Gael Garcia Bernal
Imagine you suddenly lost your sight - as if a murky fog had suddenly descended around you, shrouding your familiar world in an impenetrable whiteness. Then imagine everyone around you began suffering the same fate. This is the distressing premise behind director Fernando Meirelles' follow-up to the award-laden The Constant Gardener, based on the novel by Nobel Prize winning author Jose Saramago.
It's an impressive creative pedigree, and, coupled with a superb cast and a less-than subtle political message, the film was expected to exit its Cannes premier garlanded with hyperbolic talk of Oscar nominations. However, reaction to the film has been at best muted, and at worst, downright hostile. Critics took great pains to pan Meirelles' unremittingly grim vision of a world thrown into chaos, and his apparent desperation to deliver a message to the film's arthouse target audience (most of whom, you would hope, could spot a clunky metaphor from a mile off).
True, the film is a deliberately alienating experience. Right from the beginning, we are thrown into a film where no characters have names, no one is very likeable and the both the disease and the city they inhabit goes completely unidentified (and unidentifiable - the filming took place in both the US and in Brazil, giving an odd, disjointed feel to proceedings). In a bravura opening, a man suddenly goes blind behind the wheel at a set of traffic lights. After an initially kindly stranger takes him home, then steals his car, we track the unexplainable virus through the city's night, infecting a prostitute, a child, and finally an eye specialist, played by Mark Ruffalo, whose wife, played by Julianne Moore, seems impervious to the disease.
It's ground that's been covered many times before, by the likes of the Day of the Triffids and 28 Weeks Later, but there is a panache to his storytelling that makes it feel more like screenwriter Don McKeller's (who incidentally appears here as the thief) excellent low-fi disaster flick Last Night. That said, the focus is less I Am Legend-style post-apocalypse and more concentration-camp misery.
In a quick barrage of scenes, the government act decisively to limit the spread of the contagion, rounding up the carriers and locking them in a disused hospital, where, away from the eyes of the authorities, anarchy quickly sets in. We see this through the eyes of Moore, who, unbeknown to the other captives, still has her sight. What follows is a grim decent into madness - rape, murder and food racketeering are all allowed to take place by these social pariahs before, in the final third of the film, we find out why the outside world has been so strangely quiet.
Meirelles effectively marries the kinetic visual flair of his breakthrough hit City of God with the more stately emotion of The Constant Gardener. Stylistically, Blindness is as gritty as its premise - the colours are bleached out, and the intense squalor of the prison is depicted without any of the hushed beauty of the similarly-captive Hunger.
The Brazilian director has also taken a good stab at the near-impossible task of visualising blindness on celluloid - the opening third of the film, as characters begin to lose their sight is especially effective, with camera flares on car windshields whiteing out and disorientating the viewer. However, the director's inventiveness often only serves to distract from the real meaning of the film - the speed at which civilised society can turn on itself - and serves to lessen the impact, leaving the film resorting to shock-tactics with a barrage of distressing images. (And be warned, some of these are very distressing indeed: it can be hard at times to keep one's eyes open.)

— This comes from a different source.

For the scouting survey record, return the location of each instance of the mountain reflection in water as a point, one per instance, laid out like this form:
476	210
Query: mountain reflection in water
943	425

Of the actors, Julianne Moore gives a standout performance as the unnamed woman who is forced to become the disparate group's saviour, although she spends most of the film in a emotional fog of her own - cleaning up after Mark Ruffalo's frankly useless husband. Gael Garcia Bernal throws everything he has into a small but pivotal role - that of the psychopathic ruler of rival ward three, who exploits the situation, while the real scene stealer is Maury Chaykin's shuffling, predatory accountant who imbues every moment he is on screen with an almost pantomime villainy. An unneeded Shawshank-style voice-over from Danny Glover's blind bluesman helps to torpedo any subtlety in the film's quieter moments, while most of the other characters quickly become interchangeable archetypes.
Blindness isn't half as clever as it thinks it is, but it still packs a hell of a punch, especially as the evil clan of ward three begin to exert control over their more socially responsible colleagues. There are also neat, if heavy, allegories towards Iraq and Abu Ghraib in the prisoner's panicked desperation, but too often you get the impression that Merielles becomes lost in creating a world, and not enough time living in it.